Contract enforcement and dispute settlement
- As publicly funded healthcare organisations, NHS organisations are subject to high levels of scrutiny and a higher-than-normal duty of care to ensure that their resources and reputation are properly protected. Working internationally can present additional challenges for NHS organisations due to the variation in legal systems between the UK and their international partner.
- Enforcement of contracts for provision of services and goods and their jurisdiction has been problematic in some of the collaborations between NHS organisations and their Indian partners. It would be helpful for the trade agreement to include robust legal safeguards covering full and timely payment procedures and their enforcement. We would welcome a UK-India trade deal that includes a fair and transparent state to state dispute settlement mechanism, but not an investor-state dispute settlement (ISDS) system that would allow investors (companies) to sue governments.
- We urge that the UK medicines pricing system between government, the NHS and industry that has successfully kept UK medicines prices lower than in many other countries should not be threatened by the IPR or other provisions in the Agreement. This is an important issue in relation to trade with India, which supplies a high proportion of the UK’s (and the world’s) generic (non-branded) medicines. We therefore support the Government’s intention in their outline approach to “secure patent provisions which achieve an effective balance between rewarding research and innovation, whilst reflecting wider public interests such as ensuring access to medicines”.
- Improper use of the highly prized NHS “brand” has sometimes been a thorny issue in collaborative ventures between NHS organisations and their Indian counterparts. Protection of the NHS’s reputation is important to us and the IPR provisions in a future FTA should reflect this.
- India continues to be a major source of international recruitment for NHS clinical staff. At 30 September 2021, 32,576 of the 744,929 healthcare professionals registered with the Nursing and Midwifery Council had trained in India. Nearly 14,000 doctors practising in the UK obtained their medical qualification in India, compared with over 74,000 trained in the UK. Staff of Indian nationality constituted the largest grouping in the NHS after British nationals, ahead of Filipinos and Irish.
- Indian applicants for professional registration with UK regulators such as the GMC and NMC must meet UK standards and vice versa: medical, dental, nursing and allied health professional education and training in India is delivered in English and is similar to the UK model. We would want the negotiated text to allow for regulator to regulator mutual recognition agreements where desired.
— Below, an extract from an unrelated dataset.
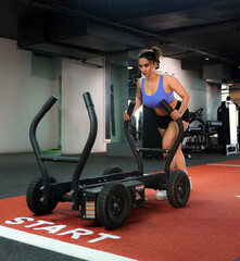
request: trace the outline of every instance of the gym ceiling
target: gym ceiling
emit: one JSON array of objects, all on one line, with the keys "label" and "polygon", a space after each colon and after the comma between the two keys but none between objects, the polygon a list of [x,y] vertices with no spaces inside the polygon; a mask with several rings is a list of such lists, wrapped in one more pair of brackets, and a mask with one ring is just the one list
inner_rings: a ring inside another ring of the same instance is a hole
[{"label": "gym ceiling", "polygon": [[240,83],[239,0],[1,0],[0,17],[0,37],[39,55],[130,63],[156,45],[184,70],[225,64]]}]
Combined with domestic immigration policy such as visa free travel and visitor visas for activities such as healthcare and medical research, such arrangements can facilitate international mobility by reducing immigration barriers for desirable migrants with medical, scientific or technical skills.
- The UK and India agreed a memorandum of understanding on a Migration and Mobility Partnership in 2021, offering favourable terms for Indian graduates to come and work in the UK . In particular it established a Young Professionals scheme fast-tracking 3000 Indian professionals aged under 30 to work in the UK for up to two years.
- In the healthcare sector, there are successful agreements in place with India encouraging Indian nurses, for example, to come to work for the NHS. Health Education England (HEE)’s highly successful Global Learners Programme enabled overseas nurses to come to the UK for a specified period to work, returning to their home country with enhanced experience, skills and (in some cases) evidence of further training and qualifications. HEE has also recently co-developed a Clinical Radiology Programme to enable the NHS to recruit 120 senior Indian Clinical Radiologists to tackle the acute shortage of consultant radiologists.